We highlight once more the extreme difficulties faced by communities in Bulawayo in regards to the two week notice that the city will not have water until a fortnight as authorities scramble to replaces a power mains cable that services a City of 1 million residents. We raise alarm once more to scandals regarding access to water and the incredible negative implications for women and girls lives.

The dire situation on water shortages has continued to force women to access the water from unsafe sources, exposing them to untold health hazards, including COVID-19. Our networks throughout the country, especially in Bulawayo have reported lack of sustainable means to access water, due to rationing schemes by Council.
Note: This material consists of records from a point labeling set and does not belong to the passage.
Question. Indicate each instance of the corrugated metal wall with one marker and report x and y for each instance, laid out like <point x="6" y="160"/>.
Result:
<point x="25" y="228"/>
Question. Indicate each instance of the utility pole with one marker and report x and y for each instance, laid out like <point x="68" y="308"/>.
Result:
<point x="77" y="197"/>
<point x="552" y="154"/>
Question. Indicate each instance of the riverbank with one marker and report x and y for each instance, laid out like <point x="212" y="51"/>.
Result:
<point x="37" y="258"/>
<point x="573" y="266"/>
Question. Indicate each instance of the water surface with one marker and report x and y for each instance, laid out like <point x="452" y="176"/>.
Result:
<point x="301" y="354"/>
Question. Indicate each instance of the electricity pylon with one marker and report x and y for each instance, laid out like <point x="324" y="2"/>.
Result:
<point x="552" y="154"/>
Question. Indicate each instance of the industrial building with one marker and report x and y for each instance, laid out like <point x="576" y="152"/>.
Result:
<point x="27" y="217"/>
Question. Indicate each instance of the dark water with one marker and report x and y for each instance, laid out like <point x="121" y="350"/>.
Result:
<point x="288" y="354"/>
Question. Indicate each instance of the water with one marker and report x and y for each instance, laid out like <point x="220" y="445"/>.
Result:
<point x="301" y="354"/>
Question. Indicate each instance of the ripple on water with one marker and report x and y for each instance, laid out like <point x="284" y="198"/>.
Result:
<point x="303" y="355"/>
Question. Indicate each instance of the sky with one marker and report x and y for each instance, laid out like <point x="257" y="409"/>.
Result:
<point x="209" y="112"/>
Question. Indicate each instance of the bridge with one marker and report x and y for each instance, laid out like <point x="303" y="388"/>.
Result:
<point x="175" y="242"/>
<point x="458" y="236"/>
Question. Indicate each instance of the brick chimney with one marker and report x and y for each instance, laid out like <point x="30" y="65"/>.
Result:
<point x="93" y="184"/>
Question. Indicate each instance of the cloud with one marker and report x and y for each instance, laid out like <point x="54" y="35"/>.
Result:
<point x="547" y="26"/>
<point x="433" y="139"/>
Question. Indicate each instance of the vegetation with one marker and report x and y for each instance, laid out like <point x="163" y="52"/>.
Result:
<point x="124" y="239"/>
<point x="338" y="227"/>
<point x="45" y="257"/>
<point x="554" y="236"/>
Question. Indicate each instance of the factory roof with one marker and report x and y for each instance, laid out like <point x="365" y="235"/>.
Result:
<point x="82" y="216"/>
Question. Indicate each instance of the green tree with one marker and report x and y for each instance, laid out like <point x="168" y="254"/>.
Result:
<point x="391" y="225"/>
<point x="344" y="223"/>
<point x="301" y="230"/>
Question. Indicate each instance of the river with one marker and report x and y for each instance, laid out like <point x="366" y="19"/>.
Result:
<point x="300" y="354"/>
While in April, the High Court of Zimbabwe made a ruling on ensuring access to water by residents, there has been little compliance with the judgement.

While initiatives such as bowser water delivery only provide temporary relief, such measures are not the panacea to the problem as they are unsustainable in the long run.

  • It is recommended that the Ministry of Local Government, Public Works and National Housing, and all local authorities in their respective districts, ensure adequate provision water, through the implementation of short and long-term strategies.
  • We further urge the critical need for the rapid escalation of medium- and long-term water solutions as part of the COVID-19 response actions.

Outstanding Issues

Safeguarding women’s and girls’ rights in the time of COVD-19

We continue to bring to the fore, safeguarding women’s and girls’ rights, during COVID-19. This is anchored on adequate representation of women in decision-making position with the COVID-19 response structures. We emphasize that women’s solutions should be informed by women’s experiences and lived realities.

We therefore highlight lack of adequate women’s representation in the health structures, particularly taking into consideration the recent substantive appointments made in the Ministry of Health and Childcare. We provide the following recommendations.

  • A gender lens approach to all COVID-19 preparedness, response and recovery efforts by Government, Parliament, Decision-makers, local authorities and other stakeholders.
  • Implementation of Constitutional provisions, particularly, sections 17, 56 and 80, which speak to gender balance, and equality in representation in all spheres of the Zimbabwe society.
  • Inclusion of more women’s rights organisations in the taskforce teams.